Driving Forces and Challenges of Interfacing Functional Oxide Perovskites

Driving Forces and Challenges of Interfacing Functional Oxide Perovskites

  • Date: Jun 13, 2016
  • Time: 11:00 AM - 11:30 AM (Local Time Germany)
  • Speaker: Dr. Ionela Vrejoiu
  • Institute of Physics II, University of Cologne, Germany
  • Location: Max-Planck-Institut für Eisenforschung GmbH
  • Room: Seminar Room 1
  • Host: Prof. Gerhard Dehm / Dr. Sriram Venkatesan
  • Contact: stein@mpie.de
Perovskite (ABO3) oxides are by no exaggeration an extremely versatile class of materials, exhibiting a broad spectrum of fascinating physical properties: superconductivity, ferromagnetism, ferroelectricity, multiferroic behavior.
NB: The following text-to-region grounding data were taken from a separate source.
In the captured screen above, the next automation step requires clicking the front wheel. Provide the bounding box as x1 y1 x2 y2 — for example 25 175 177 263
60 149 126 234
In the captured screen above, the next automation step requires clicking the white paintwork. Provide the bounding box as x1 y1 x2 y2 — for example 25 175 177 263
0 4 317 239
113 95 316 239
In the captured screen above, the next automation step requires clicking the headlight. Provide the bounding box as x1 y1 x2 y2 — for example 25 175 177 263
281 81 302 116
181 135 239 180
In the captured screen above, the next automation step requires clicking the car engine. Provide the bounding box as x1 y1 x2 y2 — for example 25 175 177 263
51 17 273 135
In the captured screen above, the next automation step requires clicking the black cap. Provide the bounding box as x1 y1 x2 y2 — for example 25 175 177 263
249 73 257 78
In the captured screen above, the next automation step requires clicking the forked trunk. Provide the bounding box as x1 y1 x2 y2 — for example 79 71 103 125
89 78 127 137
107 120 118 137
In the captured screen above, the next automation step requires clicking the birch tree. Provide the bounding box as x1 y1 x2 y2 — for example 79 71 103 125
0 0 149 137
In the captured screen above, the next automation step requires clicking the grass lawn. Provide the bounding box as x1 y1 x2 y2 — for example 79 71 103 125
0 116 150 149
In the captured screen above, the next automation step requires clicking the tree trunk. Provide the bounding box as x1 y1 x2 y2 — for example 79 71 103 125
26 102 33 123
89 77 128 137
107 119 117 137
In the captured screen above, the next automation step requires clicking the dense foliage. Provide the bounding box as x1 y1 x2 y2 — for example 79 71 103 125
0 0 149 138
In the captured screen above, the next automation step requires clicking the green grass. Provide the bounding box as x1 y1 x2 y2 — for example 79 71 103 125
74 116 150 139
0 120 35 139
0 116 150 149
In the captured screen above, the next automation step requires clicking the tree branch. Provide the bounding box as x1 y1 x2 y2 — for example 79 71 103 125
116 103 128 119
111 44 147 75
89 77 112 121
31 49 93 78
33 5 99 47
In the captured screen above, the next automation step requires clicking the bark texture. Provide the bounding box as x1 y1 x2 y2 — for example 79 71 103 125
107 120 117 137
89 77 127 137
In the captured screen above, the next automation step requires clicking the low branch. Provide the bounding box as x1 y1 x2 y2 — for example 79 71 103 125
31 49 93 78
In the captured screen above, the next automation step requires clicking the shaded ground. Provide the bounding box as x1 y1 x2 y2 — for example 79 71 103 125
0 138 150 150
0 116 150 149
Scaling down from bulk single crystals to thin and ultrathin (few unit cell thick) epitaxial films the first question is to what extent we are capable to preserve the properties of the bulk and understand the role played by epitaxial growth in changing the physical properties. Another degree of freedom and of complexity as well arises when we interface coherently thin films of two or more chemically and physically different oxides. On one hand, the interfacing poses challenges in terms of finding the fabrication conditions that satisfy the needs of all partners. On the other hand, new physical properties may arise at the interfaces: these are the driving forces for heterostructures and superlattices of perovskite oxides, with a boom of efforts in the last decades, supported by the progress in molecular beam epitaxy and pulsed-laser deposition of complex oxides. Simultaneously the advances of high resolution and scanning transmission electron microscopy with analytical accessoires (EELS, EDX) have been of tremendous help in investigating such heterostructures with unprecedented spatial resolution, contributing directly to the understanding of the physical properties at a unit cell level. In order to underline these statements, I shall give example of the physical properties of heterostructures and superlattices of ferromagnetic and ferroelectric perovskites from my work.